Sumber gambar:https://www.jatimhariini.co.id/seni-budaya/8828037797/melihat-tradisi-nyadran-di-balongdowo-sidoarjo-budaya-turun-temurun-yang-masih-lestari-begini-sejarahnya

 Oleh : Supriyanto

(SMPN 2 Tanggulangin)

 Secara geografis letak Sidoarjo berbatasan dengan Surabaya di sebelah utara, disebelah timur ada selat madura lalu di sebelah barat berbatasan dengan kabupaten Mojokerto dan sebelah Selatan berbatasan dengan wilayah Pasuruan.

Dahulu, konon Sidoarjo merupakan pusat Kerajaan Jenggala namun perlu dibuktikan dengan peninggalan-peninggalan Kerajaan itu dan juga merupakan bekas dari Kadipaten terung yang merupakan wilayah bawahan Kerajaan majapahit di era majapahit akhir. Dahulu pada masa kolonialisme nama Sidoarjo masih Sidokare.

Sebenarnya banyak Sejarah Sidoarjo yang perlu diobservasi namun pada kesempatan kali ini fokus kita observasi kearifan lokal yang ada di Sidoarjo. Banyak kearifan lokal dari Sidoarjo salah satunya lelang bandeng, nyadran, ruwatan desa dan masih banyak lagi kearifan lokal yang sampai sekarang masih dilestarikan.

Warga Balongdowo sibuk menata perangkat audio di atas perahu nelayan yang ukurannya lumayan besar, dengan teliti merangkai perangkat audio yang begitu banyak setelah dirangkai beberapa jam akhirnya perangkat audio itu terangkai dan mulai di tes suaranya.

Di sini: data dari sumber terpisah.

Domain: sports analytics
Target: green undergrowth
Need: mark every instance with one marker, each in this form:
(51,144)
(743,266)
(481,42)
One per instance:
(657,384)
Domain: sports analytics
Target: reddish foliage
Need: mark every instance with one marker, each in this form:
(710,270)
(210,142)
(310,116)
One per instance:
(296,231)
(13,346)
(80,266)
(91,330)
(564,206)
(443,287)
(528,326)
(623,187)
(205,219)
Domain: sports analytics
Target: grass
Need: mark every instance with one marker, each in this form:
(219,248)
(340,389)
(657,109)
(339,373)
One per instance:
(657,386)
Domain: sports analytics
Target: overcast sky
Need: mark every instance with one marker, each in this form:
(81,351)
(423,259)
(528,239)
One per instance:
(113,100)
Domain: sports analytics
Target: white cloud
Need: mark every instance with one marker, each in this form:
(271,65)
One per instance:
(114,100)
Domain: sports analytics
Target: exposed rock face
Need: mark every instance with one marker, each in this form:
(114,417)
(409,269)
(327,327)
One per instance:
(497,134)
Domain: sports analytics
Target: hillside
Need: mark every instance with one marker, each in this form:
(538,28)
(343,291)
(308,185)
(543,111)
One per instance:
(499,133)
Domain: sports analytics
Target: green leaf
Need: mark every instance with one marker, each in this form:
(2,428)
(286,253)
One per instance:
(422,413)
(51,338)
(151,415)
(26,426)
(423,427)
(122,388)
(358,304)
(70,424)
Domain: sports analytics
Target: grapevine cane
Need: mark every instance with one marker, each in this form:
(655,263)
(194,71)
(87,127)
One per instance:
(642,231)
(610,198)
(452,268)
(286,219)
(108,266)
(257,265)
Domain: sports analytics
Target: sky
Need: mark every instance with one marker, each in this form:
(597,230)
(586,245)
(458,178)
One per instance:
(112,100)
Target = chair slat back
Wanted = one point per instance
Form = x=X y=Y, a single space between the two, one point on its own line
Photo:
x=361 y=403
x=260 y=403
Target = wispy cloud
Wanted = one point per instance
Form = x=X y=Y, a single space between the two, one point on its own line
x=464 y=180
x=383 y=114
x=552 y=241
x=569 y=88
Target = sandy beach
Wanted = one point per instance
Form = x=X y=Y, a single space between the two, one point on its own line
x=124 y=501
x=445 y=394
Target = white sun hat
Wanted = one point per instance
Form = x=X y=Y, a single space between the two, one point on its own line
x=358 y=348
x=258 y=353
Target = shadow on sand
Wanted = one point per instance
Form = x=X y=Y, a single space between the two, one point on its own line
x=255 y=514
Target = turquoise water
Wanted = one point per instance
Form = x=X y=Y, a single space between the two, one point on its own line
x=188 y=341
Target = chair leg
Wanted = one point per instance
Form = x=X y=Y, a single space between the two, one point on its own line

Dentuman suara musik menggema dari atas perahu warga yang bersiap disungai Balongdowo.

Wah, lagi ada kegiatan apa ya? Kegiatan ini merupakan budaya khas dari masyarakat Balongdowo yaitu nyadran, tradisi ini dilakukan sebagai bentuk syukur masyarakat yang mayoritas nelayan kupang. Sebenarnya tradisi nyadran ini sudah ada sejak jaman Hindu-Budha yang disebut dengan Srada yang dilakukan hanya untuk menghormati arwah raja atau arwah orang suci.

Namun sekarang nyadran sudah berubah yang merupakan wujud Syukur kehadirat Allah SWT atas limpahan dan karunia rezeki dari hasil laut yang berlimpah. Iring-iringan perahu nelayan yang membawa sound besar saling bersahutan seperti battle sound yang tak pernah ada hentinya. Selama perjalanan banyak Masyarakat yang antusias untuk melihat iring-iringan perahu yang melaju beriringan yang akan menuju makam dewi Sekardadu.

Setelah sampai di makan Dewi Sekardadu tumpeng-tumpeng yang dibawa warga di turunkan lalu dikumpulkan jadi satu kemudian prosesi dimulai dengan pembukaan doa dan dilanjutkan dengan tahlil setelah selesai lalu dilanjutkan dengan berbagi makanan dan makan bersama.